Biopic, Critiques de films

Critique : La Promesse de l’aube d’Eric Barbier

Une vie si remplie…

De son enfance difficile en Pologne en passant par son adolescence sous le soleil de Nice, jusqu’à ses exploits d’aviateur en Afrique pendant la Seconde Guerre mondiale… Romain Gary a vécu une vie extraordinaire. Mais cet acharnement à vivre mille vies, à devenir un grand homme et un écrivain célèbre, c’est à Nina, sa mère, qu’il le doit. C’est l’amour fou de cette mère attachante et excentrique qui fera de lui un des romanciers majeurs du XXème siècle, à la vie pleine de rebondissements, de passions et de mystères. Mais cet amour maternel sans bornes sera aussi son fardeau pour la vie…

Romain Gary a tout vu, tout connu. Il a un parcours de vie assez hallucinant, particulièrement remarquable. Beaucoup seraient jaloux de lui. Il faut dire qu’il a vécu des événements que la plupart d’entre nous ne vivons pas. Lui, ce ne fut que ça. Mais il y a un gros hic. En fait, quasiment aucun de ses choix de vie ne furent les siens. Au-dessus planait l’ombre de sa mère. Elle voyait Romain faire ceci et cela. Devenir un grand écrivain, devenir soldat,… Il aura tout fait. Tous les rêves que sa mère avait pour lui, il les a accomplis.
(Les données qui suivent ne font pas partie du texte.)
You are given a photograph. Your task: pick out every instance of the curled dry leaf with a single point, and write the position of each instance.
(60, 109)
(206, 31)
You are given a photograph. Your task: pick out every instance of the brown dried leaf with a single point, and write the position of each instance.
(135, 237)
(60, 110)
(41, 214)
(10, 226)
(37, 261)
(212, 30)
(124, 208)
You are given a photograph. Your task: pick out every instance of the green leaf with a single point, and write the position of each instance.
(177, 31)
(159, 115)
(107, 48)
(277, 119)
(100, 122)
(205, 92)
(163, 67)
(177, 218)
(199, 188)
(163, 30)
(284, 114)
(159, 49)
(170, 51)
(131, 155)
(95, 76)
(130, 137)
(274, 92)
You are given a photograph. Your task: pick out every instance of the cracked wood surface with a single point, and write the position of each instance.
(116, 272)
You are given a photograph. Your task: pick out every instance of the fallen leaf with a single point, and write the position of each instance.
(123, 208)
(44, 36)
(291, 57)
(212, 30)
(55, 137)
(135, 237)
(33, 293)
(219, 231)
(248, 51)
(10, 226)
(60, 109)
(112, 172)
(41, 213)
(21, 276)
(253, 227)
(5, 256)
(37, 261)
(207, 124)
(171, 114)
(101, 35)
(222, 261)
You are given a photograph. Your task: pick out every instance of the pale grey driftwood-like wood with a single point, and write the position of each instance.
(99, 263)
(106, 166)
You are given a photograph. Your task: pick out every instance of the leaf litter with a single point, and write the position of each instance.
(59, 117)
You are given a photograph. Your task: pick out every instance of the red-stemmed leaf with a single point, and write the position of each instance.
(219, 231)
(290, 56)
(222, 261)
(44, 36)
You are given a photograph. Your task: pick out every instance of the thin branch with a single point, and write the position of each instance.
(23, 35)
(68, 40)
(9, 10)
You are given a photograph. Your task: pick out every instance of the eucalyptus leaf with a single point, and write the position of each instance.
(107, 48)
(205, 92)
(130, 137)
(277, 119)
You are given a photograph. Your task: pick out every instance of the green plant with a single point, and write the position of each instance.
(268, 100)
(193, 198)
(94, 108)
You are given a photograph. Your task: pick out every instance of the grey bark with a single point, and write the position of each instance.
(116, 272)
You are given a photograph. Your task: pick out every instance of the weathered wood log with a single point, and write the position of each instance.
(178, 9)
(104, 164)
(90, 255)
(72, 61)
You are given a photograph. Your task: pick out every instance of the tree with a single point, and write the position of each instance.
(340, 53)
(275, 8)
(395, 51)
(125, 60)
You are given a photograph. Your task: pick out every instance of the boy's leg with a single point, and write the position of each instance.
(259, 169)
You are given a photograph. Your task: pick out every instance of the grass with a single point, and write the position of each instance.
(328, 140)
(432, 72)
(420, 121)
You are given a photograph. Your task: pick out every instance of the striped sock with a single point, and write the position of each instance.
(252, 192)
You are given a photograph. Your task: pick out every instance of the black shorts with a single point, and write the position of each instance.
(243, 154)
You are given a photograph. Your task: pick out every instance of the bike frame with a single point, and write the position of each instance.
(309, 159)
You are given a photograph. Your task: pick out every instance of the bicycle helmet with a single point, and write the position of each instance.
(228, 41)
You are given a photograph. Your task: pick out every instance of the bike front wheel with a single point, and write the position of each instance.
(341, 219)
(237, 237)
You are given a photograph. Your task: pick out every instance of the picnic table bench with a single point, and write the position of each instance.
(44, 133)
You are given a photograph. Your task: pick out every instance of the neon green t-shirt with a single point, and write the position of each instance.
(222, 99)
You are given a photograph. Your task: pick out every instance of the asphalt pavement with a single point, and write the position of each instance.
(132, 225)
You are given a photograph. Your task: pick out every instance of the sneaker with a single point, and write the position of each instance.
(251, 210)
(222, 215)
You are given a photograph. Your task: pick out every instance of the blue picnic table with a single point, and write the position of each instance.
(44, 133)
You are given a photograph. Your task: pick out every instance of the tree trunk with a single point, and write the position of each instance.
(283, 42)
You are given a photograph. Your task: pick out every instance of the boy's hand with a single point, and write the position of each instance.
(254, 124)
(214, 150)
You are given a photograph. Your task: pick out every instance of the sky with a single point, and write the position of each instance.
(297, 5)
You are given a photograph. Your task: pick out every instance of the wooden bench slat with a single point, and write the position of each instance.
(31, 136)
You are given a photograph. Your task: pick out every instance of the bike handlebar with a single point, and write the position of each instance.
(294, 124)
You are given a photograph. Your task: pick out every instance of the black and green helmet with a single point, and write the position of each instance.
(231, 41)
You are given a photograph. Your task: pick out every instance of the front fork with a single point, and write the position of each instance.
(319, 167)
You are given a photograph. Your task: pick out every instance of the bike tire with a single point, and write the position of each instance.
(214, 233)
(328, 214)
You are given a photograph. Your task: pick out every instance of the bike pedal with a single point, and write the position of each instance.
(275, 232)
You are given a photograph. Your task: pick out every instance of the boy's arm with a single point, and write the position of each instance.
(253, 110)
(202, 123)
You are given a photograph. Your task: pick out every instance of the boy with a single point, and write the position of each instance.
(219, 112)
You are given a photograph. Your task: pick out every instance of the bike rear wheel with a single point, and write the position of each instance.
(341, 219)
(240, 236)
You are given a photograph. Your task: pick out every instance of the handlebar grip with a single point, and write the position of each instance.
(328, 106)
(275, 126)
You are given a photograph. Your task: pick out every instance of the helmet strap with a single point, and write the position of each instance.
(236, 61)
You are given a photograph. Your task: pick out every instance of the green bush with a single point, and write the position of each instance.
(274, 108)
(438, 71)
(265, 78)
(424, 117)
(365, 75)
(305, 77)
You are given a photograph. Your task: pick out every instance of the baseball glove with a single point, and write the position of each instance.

Le film retrace cette vie remplie, en commençant par le début de la fin, au Mexique, avant de repartir vers les débuts en Pologne, de basculer vers leur déménagement en France, les études, la guerre,… Forcément, un tel parcours ne peut que susciter l’admiration. C’est impressionnant de voir toutes les étapes par lesquelles un seul être peut passer au cours d’une vie. Un des défauts majeurs du film c’est que, cette richesse, la mise en scène n’a pas toujours su la sublimer, la rendre intéressante et ou prenante. Bien sûr elle est souvent rendue esthétiquement intéressante ou remarquable mais, il manque un petit quelque chose. Le rendu final donne une sensation de formatage académique très classique.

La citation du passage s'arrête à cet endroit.